Валентина Ивановна любила поэзию.
— Послушай, — говорила она, — как Михаил Светлов написал к сорокалетию нашей армии:
Давай с тобой обнимемся, солдат!
На нас десятилетия глядят!
Нам не жалела Родина пайка:
Сто молний, сто чудес и пачку табака!
Он слушал. Когда Валентина Ивановна декламировала, ему тоже нравилось. Но самому читать стихи не хотелось.
Построенный в начале века, Дом офицеров своими чешуйчатыми стенами, башенками, узкими окнами-бойницами напоминал старинный терем или угловое укрепление древнерусской крепости. А внутри огромного дома было в пятидесятых годах малолюдно. Десятилетний мальчишка с любопытством и опаской (вот поймают и попадет!) бродил по его пустынным, казенного обличья коридорам — со стенами в деревянных панелях и сводчатыми потолками.
Однажды, свернув в такой слабо освещенный коридор, он вздрогнул от неожиданности: перед ним возвышался огромный темный человек. Не сразу он догадался, что видит статую, и решился приблизиться к ней.

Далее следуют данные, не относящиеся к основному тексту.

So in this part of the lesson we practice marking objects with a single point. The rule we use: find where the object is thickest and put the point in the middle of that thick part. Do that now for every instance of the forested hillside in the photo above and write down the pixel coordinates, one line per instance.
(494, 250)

На низком постаменте стоял двухметровый, тускло поблескивающий бронзой, совсем молодой Климент Ефремович Ворошилов в гимнастерке довоенного образца — без погон, с большими маршальскими звездами в углах воротника. Только по белеющим кое-где мелким сколам можно было догадаться, что он — гипсовый и лишь раскрашен бронзовой краской.
Скульптор постарался изваять маршала в движении: ноги чуть расставлены, одна рука, сжатая в кулак, согнута на уровне пояса, другая — отведена назад, как при строевом шаге, голова решительно вскинута и чуть повернута вбок.
Казалось, нарком тридцатых годов идет по коридору, строго всматриваясь в развешанные на стенах рисунки и фотографии, где изображено оружие противника конца пятидесятых: баллистические ракеты «Тор» и «Атлас», сверхзвуковой бомбардировщик В-58 «Хаслер» с треугольным крылом, авианосцы и вертолеты.
Почему-то запало в мальчишескую душу и вспоминалось иногда во взрослые годы это пустяковое, в общем-то, впечатление. Курьезное и странное смещение и смешение времен...
А к той зиме, когда он мучался от любви к Нине, первой студенческой зиме 1964—1965-го, гипсово-бронзовый маршал из Дома офицеров давно исчез, в коридорах висели фотографии и таблицы характеристик атомных подводных лодок с ракетами «Поларис», а в библиотеку записывали только настоящих офицеров. Но он к тому времени был уже читателем со стажем, и никто его, конечно, не выгонял.
Он перевелся из детского отделения во взрослое. Там работала теперь и посерьезневшая Валентина Ивановна (кажется, она так и не вышла замуж). Она по-прежнему оставляла для него интересные новинки, а главное, разрешала проходить в основной фонд и выбирать книги самому, что и вовсе дозволялось лишь избранным.